In sozialen Medien kursieren Videos, deren Echtheit sich nicht überprüfen lassen: die Studentin wird geschlagen, gesteinigt. Als ihr Körper leblos auf dem Boden liegt, stapeln junge Männer drei Autoreifen über sie. In die wackelige Handy-Kamera zeigt jemand eine Schachtel Streichhölzer. Im Hintergrund sind Allahu-Akbar-Rufe (Gott ist groß) zu hören.

Gouverneur verhängt Ausgangssperre

Auslöser für den Lynchmord soll eine Sprachnachricht in einer WhatsApp-Gruppe gewesen sein. In der Gruppe, in der sich Studierende ausgetauscht hatten, soll sie sinngemäß auf Hausa, der am meisten verbreiteten Sprache im Norden Nigerias, gesagt haben: Diese Gruppe wurde für den Austausch über Termine und Prüfungen geschaffen, aber nicht für „nonsense religious posts“. Das und möglicherweise schon vorherige Sprachnachrichten empfanden andere als Gotteslästerung.

Nach der Ermordung Samuels randalierten Studierende weiter auf dem Campus. Am Samstag verhängte Gouverneur Aminu Tambuwal eine vorerst 24-stündige Ausgangssperre.

Landesweit ist der Lynchmord scharf verurteilt worden. Nigerias Präsident Muhammadu Buhari ließ durch einen Sprecher betonen, dass die Ermordung „besorgniserregend“ sei. Alle Zusammenhänge müssten unparteiisch und umfassend untersucht werden. Auch sei es nicht das Recht von Gläubigen, das Verhalten einer anderen Person zu beurteilen.

Lynchmorde „gehören in die Steinzeit“

Lynchmorde würden in die Steinzeit gehören, sagte Ishaq Akintola, Direktor der muslimischen Gruppierung Muric, die in den vergangenen Jahren immer wieder scharf gegen christliche Bewegungen gewettert hat.

Während in Nigerias Süden überwiegend Chris­t*in­nen leben, ist der Norden muslimisch geprägt.

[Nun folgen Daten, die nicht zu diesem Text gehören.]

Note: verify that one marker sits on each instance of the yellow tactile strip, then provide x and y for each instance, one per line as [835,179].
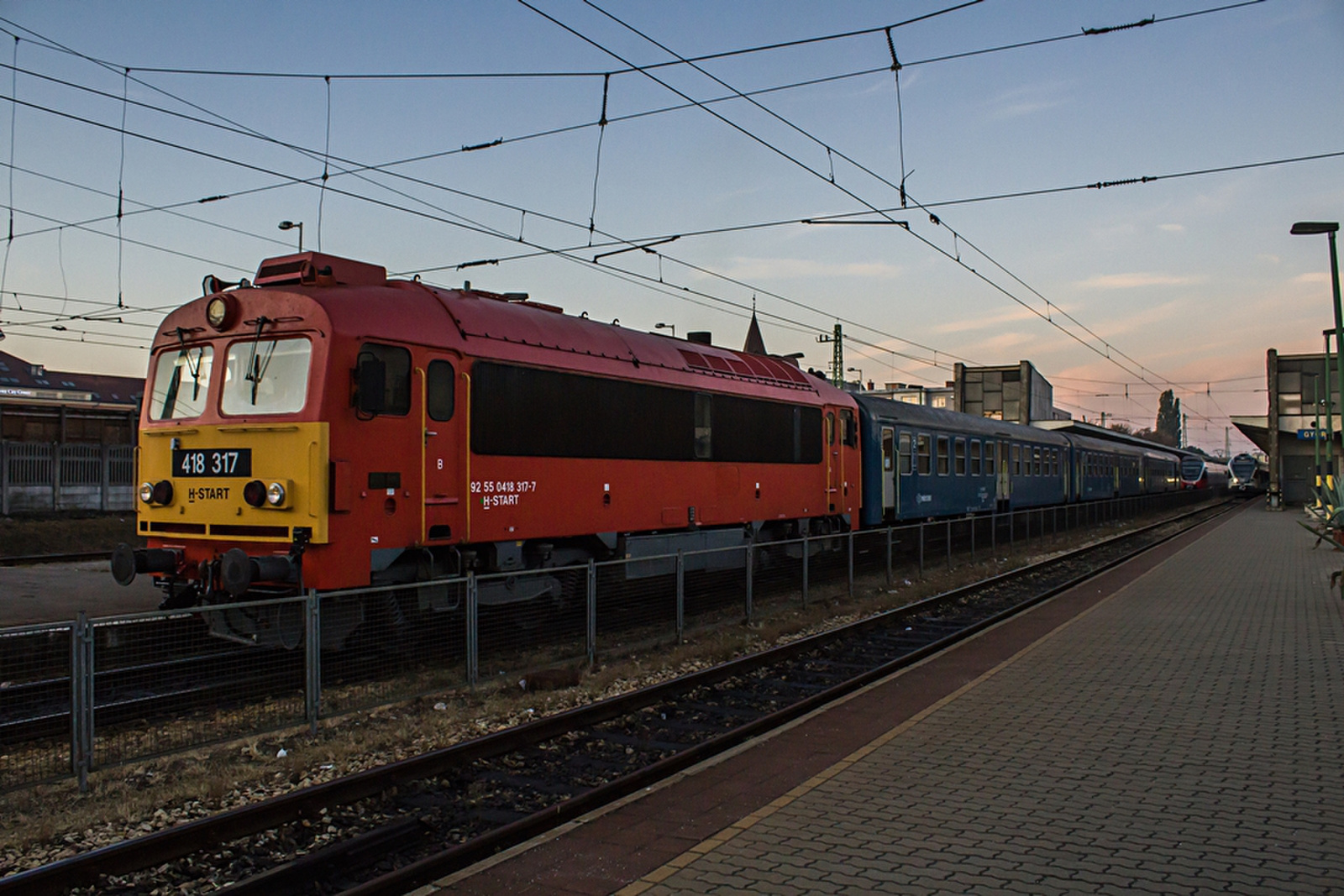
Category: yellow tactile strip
[710,844]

In zwölf Bundesstaaten gilt die Scharia. Unruhen nach angeblicher Prophetenbeleidigung und Gotteslästerung gab es schon öfter. 2016 wurden im Bundesstaat Niger vier Personen getötet, weil sich ein christlicher Händler angeblich abfällig über Prophet Mohammed geäußert hatte.

Auch haben Scharia-Gerichte harte Strafen wegen Blasphemie verhängt. 2020 sollte Yahaya Sharif-Aminu für ein Lied, das er in einer WhatsApp-Gruppe geteilt hatte, mit dem Tod bestraft werden. Dieses Urteil ist zwar aufgehoben worden. Nach derzeitigem Stand kann das Verfahren aber erneut aufgenommen werden.